Director Pat Kiely told IBT he had simply wanted to make a movie about two people falling in love -- one just happened to have a disability.
“I never wanted it to be a film about the fact that the character used a wheelchair, it was just a love story, and a sidebar to that was just a part of her character profile that she happened to use a wheelchair,” he said.
Kiely credited Stroker with making the movie so relatable by authentically portraying her character but never making her physical limitations the focus.
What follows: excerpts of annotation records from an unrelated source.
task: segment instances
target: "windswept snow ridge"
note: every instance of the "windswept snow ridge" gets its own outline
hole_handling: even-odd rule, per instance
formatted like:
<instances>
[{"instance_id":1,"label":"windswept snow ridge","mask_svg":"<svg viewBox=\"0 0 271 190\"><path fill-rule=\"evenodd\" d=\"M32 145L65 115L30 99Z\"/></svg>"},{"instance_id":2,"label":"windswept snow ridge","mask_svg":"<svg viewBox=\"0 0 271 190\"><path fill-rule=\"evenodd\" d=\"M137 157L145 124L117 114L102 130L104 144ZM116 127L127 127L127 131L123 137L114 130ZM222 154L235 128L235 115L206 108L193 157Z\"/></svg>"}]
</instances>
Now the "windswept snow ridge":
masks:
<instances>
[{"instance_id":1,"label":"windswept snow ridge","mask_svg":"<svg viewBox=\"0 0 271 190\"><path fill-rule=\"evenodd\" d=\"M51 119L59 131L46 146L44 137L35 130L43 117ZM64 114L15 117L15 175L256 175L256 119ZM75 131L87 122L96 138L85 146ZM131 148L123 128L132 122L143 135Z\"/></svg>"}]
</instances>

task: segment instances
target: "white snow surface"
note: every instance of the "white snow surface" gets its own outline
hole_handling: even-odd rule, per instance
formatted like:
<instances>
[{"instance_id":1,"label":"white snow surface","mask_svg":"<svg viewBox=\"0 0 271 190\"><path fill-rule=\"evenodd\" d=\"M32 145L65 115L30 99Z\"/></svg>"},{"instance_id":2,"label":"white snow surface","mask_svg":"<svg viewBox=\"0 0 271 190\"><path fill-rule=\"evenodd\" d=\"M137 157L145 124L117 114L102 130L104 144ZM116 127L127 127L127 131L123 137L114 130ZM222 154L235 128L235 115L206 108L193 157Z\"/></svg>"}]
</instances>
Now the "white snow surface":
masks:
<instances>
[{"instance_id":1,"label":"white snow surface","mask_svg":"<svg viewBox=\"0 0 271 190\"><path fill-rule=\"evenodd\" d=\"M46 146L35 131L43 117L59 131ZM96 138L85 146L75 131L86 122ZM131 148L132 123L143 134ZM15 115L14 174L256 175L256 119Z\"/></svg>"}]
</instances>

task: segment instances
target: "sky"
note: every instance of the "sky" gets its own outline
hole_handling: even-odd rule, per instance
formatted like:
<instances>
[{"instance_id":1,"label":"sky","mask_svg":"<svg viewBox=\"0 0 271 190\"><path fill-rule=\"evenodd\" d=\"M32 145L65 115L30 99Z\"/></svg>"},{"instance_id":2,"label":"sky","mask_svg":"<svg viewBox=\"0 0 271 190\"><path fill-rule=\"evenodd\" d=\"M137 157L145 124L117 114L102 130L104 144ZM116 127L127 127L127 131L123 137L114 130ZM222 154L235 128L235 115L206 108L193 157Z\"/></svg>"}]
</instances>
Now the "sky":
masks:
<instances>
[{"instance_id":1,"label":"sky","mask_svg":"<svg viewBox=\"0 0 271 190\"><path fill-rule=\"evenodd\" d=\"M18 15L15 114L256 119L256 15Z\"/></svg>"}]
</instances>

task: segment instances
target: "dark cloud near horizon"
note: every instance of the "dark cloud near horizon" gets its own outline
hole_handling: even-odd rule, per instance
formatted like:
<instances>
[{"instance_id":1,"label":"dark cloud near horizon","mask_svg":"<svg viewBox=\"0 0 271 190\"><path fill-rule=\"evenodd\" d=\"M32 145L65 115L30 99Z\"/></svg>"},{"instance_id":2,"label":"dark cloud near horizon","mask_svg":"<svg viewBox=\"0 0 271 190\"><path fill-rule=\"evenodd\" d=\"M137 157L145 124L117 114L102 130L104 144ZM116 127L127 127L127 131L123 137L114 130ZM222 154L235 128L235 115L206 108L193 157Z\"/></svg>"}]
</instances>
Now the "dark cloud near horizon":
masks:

“It was really important to her that her disability did not define her, that we were just making a romantic comedy with this character who just happened to use a wheelchair,” he told IBT. “It wasn’t front and center, it didn’t define who she was at all, and that was also really important to me.”
And more holiday romance movies with diverse casts and plot lines are undoubtedly coming because of audience demand. Vyas is already thinking about Lifetime's next slate of holiday romances.
“It’s true to who we are as a network, to our audience, and to our talent. It comes very organically...it’s not just some frosting put on at the end of the movie to figure out," she said. "We care about who is behind and in front of the camera from the get-go and thinking bigger, and of course, we want to stay in the space and continue to be proud of what we put out there.”